花恋が苦手そうな様子を見て、俺をはめるために一芝居売ったんだ。
花恋は自分の作るアップルパイが苦手なわけじゃなかった。陽空は花恋のためにいつも甘さはぐっと控えめに作っていた。今までも食べれば美味しいと言ってくれていた。
その言葉が嘘ではなかった。
陽空にとってそれは涙が出るほどうれしい気づきで、母の言葉に救われる思いだった。
「でもじゃあなんで花恋はもう作らなくてもいいっていったんだろうな」
「さあね。本人に聞いてみたらどうだい?」
軽く言う母親に陽空はジト目でにらみつける。
「それが出来れば苦労しないよ」
「出来るさ」
克美はにやっと笑って肩をすくめた。
「おまえも花恋ちゃんも家族同然、兄弟同然で育ってきたんだ。兄弟はけんかするもの。けんかしても仲直りすれば元通りだよ」
「簡単にいってくれるよな。花恋、彼氏だって出来たんだぜ」
おおざっぱな克美らしいがばがば理論だった。
「彼氏が出来たって家族は家族。仲良しであることは変わらないだろ? せっかくの出来たてのアップルパイを食べてもらいに行っちゃだめなのかい?」
陽空はあまりに自信たっぷりに言い切る母親の言葉にゆらぎかける。もともと花恋のためのアップルパイでこのレシピが正解だという自信があった。食べてもらいたい思いは強い。

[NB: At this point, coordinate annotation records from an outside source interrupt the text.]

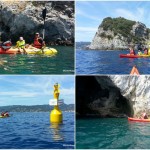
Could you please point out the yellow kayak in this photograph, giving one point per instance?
(32, 50)
(4, 116)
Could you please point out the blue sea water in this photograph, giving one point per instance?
(112, 134)
(33, 130)
(108, 62)
(61, 63)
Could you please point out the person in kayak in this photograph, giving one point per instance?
(146, 51)
(139, 46)
(144, 116)
(6, 45)
(139, 52)
(38, 41)
(21, 45)
(2, 114)
(6, 114)
(132, 51)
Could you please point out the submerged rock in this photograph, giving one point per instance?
(25, 19)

「でもさ花恋の彼氏、長瀬って言うんだけど成績優秀ですごいやつなんだ。あっでも中身はほんとクズなんだけどさ」
陽空は克美にもう少しだけ自分に自信をつけてもらいたくて弱音を吐いた。しかしただ長瀬のことをほめるのはしゃくだったから、中身のことも忘れずに告げ口した。

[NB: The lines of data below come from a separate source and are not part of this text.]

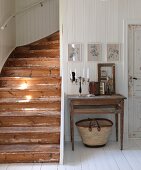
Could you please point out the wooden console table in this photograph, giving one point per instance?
(103, 104)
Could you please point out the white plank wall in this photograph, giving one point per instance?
(86, 21)
(8, 35)
(37, 22)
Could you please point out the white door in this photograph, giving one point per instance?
(134, 92)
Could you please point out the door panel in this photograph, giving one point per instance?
(134, 81)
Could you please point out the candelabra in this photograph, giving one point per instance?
(78, 80)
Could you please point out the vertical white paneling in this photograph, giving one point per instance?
(7, 36)
(86, 21)
(37, 22)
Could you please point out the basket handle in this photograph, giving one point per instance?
(94, 123)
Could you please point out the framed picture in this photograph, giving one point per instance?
(106, 76)
(94, 52)
(74, 52)
(113, 52)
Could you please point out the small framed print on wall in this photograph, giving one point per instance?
(74, 52)
(94, 52)
(113, 52)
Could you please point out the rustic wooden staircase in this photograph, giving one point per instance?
(30, 102)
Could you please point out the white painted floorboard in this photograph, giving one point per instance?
(108, 158)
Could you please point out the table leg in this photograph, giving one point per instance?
(116, 123)
(122, 124)
(72, 130)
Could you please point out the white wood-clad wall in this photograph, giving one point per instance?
(86, 21)
(8, 35)
(37, 22)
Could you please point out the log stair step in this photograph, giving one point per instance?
(30, 71)
(16, 82)
(26, 105)
(19, 153)
(43, 46)
(28, 118)
(50, 38)
(49, 53)
(54, 42)
(30, 103)
(42, 61)
(24, 135)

「ふうん。まあ中身がどうであれ優秀なら世渡り上手そうだけどね」
「中身が腐ってても?!」
陽空は母の言葉に女のしたたかさ、腹黒さを見た気がした。
「冗談だよ。陽空、おまえはまっすぐ小さい頃から花恋ちゃん大好きのまま変わらないからね。結婚するならそういう一途な男も貴重だよ。恋愛はちょっと悪い男にどきどきするほうがいいけどさ」
「母ちゃんどっちの味方だよ?」
あはは、と笑って克美は陽空の肩をばんばん叩いた。
「私はおまえの味方だよ。同じものを飽きもせずに作り続ける執念、ちょぉっと気持ち悪くもあるんだけど、ただ花恋ちゃんにまた奈津子さんの味食べさせてやりたいんだろ。おまえはえらいよ」
「いまいちほめられてる気がしないけどな」
それでも陽空は母親の率直な言葉がくすぐったかった。
「ほめてるほめてる。わが子ながら母ちゃんに似て器量も良いし」
「はあ? 本気で言ってる?」
「おまえ母ちゃんが美人じゃないとでも」
「自分でいうかよ」
陽空は母の放言に呆れてくすっと笑いが出た。母もすました顔からふっと笑顔になった。背伸びをして陽空の頭をポンポンと軽く叩く。

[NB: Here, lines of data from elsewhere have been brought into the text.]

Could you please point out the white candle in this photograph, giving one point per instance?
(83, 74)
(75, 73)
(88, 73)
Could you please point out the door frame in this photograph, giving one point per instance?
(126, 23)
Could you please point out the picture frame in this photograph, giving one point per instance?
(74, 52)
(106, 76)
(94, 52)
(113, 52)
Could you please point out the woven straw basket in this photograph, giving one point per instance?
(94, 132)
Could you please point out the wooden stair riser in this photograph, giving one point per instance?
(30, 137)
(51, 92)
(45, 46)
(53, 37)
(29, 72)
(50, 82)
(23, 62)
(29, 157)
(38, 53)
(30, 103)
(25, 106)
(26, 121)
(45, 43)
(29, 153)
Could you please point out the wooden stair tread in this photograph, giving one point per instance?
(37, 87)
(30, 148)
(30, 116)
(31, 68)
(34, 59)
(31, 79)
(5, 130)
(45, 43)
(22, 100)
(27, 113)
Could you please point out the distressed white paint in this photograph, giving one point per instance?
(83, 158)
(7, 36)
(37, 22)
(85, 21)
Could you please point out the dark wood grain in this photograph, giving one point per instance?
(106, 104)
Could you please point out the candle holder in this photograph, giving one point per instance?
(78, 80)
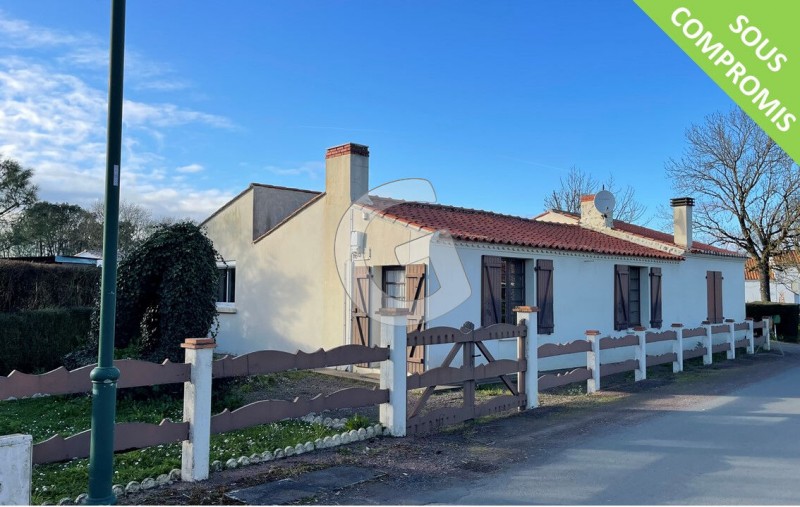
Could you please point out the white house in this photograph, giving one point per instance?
(304, 270)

「ほら笑った笑った。ずっと張り詰めた顔して辛気臭いったらなかったよ。女も男も笑顔のほうがよっぽどいいさ。おまえはおまえの良いところがあるんだから自信もってぶつかって、なんなら奪いとってきな」
克美が悪い笑顔を浮かべた。
「あ、でもねオッケーもらわないうちは手を出しちゃだめだからね!」
「それはわかってるよ!」
克美の飾らない言葉に陽空は自然と笑いが出た。
「……ありがと母ちゃん」
母の助言が真っすぐにしみる。
「さあ花恋ちゃんと仲直りしておいで。彼氏がいたって弟と話をしちゃいけないわけじゃないだろ? そこにつけこむんだよ!」
克美はぐっと親指を立ててウィンクした。
「最後で台無しだよ母ちゃん!……うん。でもまあそうだよな」
陽空は力業で押し切られた気がしたが、アップルパイを届けようとする動機にはなった。ミトンにふたつ、オーブンから手のひらサイズのアップルパイをつかんだ。
「母ちゃん悪い! 玄関開けて!」
「へいへい」
「返事は一回って俺には言うくせに!」
アップルパイが出来たから食べてもらうだけだ。そこから先はなるようになれ!
陽空はどきどきしながら花恋の家の玄関のインターホンをひじで押した。